The weak milestone problem
"We just need a test chip" sounds disciplined. It sounds concrete. It sounds like engineering progress. In semiconductor startups, it can also be a way to postpone strategy.
A test chip is not automatically a business milestone. It can be a useful experiment, an expensive distraction, or a confidence ritual that produces another round of ambiguous data.
The distinction is simple: a good test chip kills a specific risk. A bad test chip creates the appearance of progress without resolving the question that controls the next business decision.
Warning signs
The test chip is weak when the customer use case is undefined, the pass/fail criteria are vague, the foundry route is hand-waved, the measurement plan is incomplete, or the result will not change the funding, product, or partnership decision.

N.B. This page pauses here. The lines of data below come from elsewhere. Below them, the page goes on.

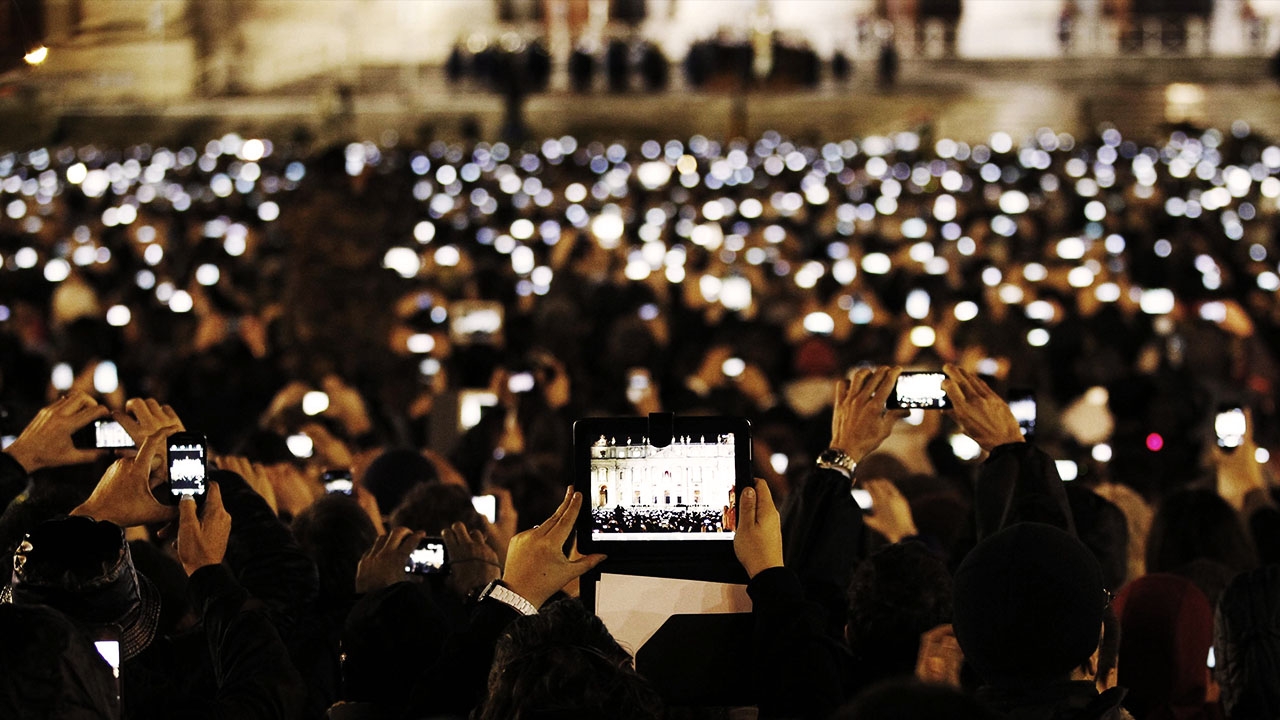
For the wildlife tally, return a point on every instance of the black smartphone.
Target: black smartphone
(1023, 404)
(1229, 425)
(188, 466)
(863, 499)
(338, 482)
(101, 433)
(919, 390)
(430, 557)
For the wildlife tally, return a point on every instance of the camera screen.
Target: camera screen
(475, 322)
(1024, 411)
(341, 486)
(426, 557)
(919, 390)
(471, 404)
(110, 652)
(1229, 427)
(684, 491)
(187, 469)
(109, 433)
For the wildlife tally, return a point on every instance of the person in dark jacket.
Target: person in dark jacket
(1029, 605)
(1247, 645)
(1166, 633)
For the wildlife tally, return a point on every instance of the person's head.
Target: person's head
(1029, 604)
(49, 669)
(1104, 529)
(83, 569)
(433, 507)
(563, 662)
(394, 473)
(336, 532)
(896, 595)
(913, 700)
(1197, 524)
(1168, 630)
(1247, 645)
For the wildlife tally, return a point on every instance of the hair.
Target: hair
(1109, 648)
(1247, 643)
(394, 473)
(336, 532)
(535, 487)
(563, 662)
(1197, 524)
(1104, 529)
(913, 700)
(896, 595)
(432, 507)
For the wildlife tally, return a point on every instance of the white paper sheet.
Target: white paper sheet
(632, 607)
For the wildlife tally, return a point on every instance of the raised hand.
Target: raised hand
(46, 441)
(144, 417)
(758, 540)
(202, 538)
(254, 475)
(472, 564)
(859, 422)
(982, 414)
(123, 496)
(536, 565)
(383, 565)
(892, 514)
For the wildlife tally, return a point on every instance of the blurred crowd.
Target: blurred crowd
(433, 319)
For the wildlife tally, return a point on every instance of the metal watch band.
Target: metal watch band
(508, 597)
(837, 460)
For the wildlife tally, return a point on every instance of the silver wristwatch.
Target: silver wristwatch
(837, 460)
(508, 597)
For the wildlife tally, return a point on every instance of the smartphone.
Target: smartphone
(1066, 469)
(520, 382)
(338, 482)
(919, 390)
(430, 557)
(487, 505)
(100, 434)
(864, 501)
(1229, 427)
(188, 466)
(734, 367)
(638, 384)
(1023, 404)
(471, 404)
(475, 322)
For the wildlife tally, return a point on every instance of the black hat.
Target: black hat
(1028, 605)
(83, 568)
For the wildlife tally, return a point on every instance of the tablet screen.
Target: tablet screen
(640, 492)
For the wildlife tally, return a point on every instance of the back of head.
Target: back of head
(1168, 628)
(562, 662)
(432, 507)
(912, 700)
(336, 532)
(1197, 524)
(396, 472)
(83, 568)
(1029, 602)
(896, 595)
(1104, 529)
(1247, 645)
(49, 669)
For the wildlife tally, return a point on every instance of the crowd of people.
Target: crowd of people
(433, 320)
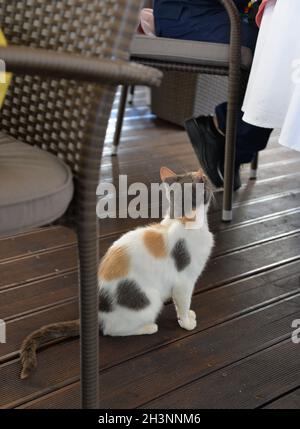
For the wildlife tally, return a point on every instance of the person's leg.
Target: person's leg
(250, 139)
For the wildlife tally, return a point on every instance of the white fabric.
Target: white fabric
(272, 98)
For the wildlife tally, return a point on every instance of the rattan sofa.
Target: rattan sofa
(230, 60)
(67, 57)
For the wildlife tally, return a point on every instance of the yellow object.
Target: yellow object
(4, 77)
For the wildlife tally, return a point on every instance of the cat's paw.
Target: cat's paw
(189, 323)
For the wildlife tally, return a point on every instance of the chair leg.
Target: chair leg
(234, 91)
(120, 118)
(254, 166)
(228, 175)
(131, 93)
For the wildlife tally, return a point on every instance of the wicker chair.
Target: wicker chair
(203, 58)
(67, 57)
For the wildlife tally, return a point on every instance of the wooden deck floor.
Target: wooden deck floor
(241, 354)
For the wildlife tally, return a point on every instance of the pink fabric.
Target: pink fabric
(261, 12)
(146, 25)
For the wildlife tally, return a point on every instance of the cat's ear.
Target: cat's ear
(166, 173)
(198, 175)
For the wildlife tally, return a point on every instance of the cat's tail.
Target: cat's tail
(43, 335)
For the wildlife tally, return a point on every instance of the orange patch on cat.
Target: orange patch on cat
(115, 264)
(155, 243)
(186, 219)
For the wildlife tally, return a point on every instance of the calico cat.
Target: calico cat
(141, 271)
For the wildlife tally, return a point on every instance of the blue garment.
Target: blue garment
(207, 21)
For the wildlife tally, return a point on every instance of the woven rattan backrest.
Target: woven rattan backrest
(53, 114)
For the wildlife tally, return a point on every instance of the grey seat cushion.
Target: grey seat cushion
(35, 186)
(185, 51)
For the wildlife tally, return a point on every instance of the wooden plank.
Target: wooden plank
(32, 268)
(18, 329)
(141, 380)
(37, 241)
(237, 265)
(291, 401)
(35, 296)
(249, 383)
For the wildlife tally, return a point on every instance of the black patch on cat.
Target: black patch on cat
(105, 301)
(131, 296)
(181, 255)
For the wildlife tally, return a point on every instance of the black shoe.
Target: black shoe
(209, 146)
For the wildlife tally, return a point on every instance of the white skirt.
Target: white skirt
(272, 98)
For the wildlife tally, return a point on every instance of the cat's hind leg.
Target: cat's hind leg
(182, 296)
(150, 328)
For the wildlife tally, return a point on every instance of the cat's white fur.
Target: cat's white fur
(159, 279)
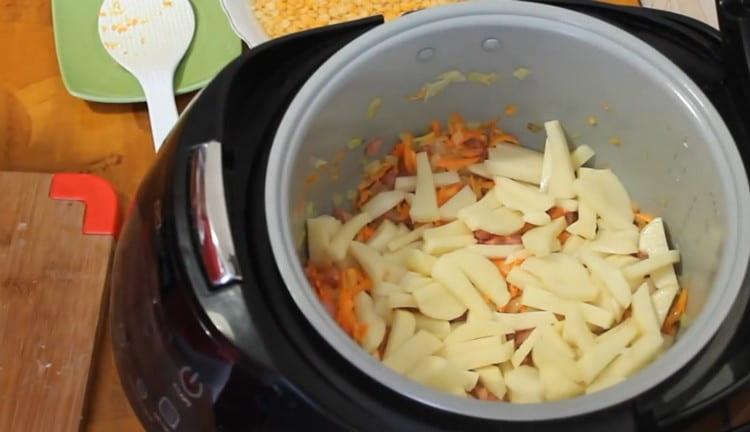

Another warning sign: the test chip is described as "showing how great it is" rather than answering a named uncertainty. Investors should distrust milestones that exist mainly to generate enthusiasm.
What good evidence looks like
A strong test-chip plan states the claim, the measurement, the success threshold, the customer relevance, the manufacturing implication, and the next decision it enables. It also names what failure would mean.
The test chip should be designed around the business question, not around what is convenient to fabricate.
TIGRE lens
TIGRE pressure-tests whether the test chip is a milestone, an experiment, or theater. The better question is not "can we build a test chip?" The better question is "what uncertainty must this test chip kill?"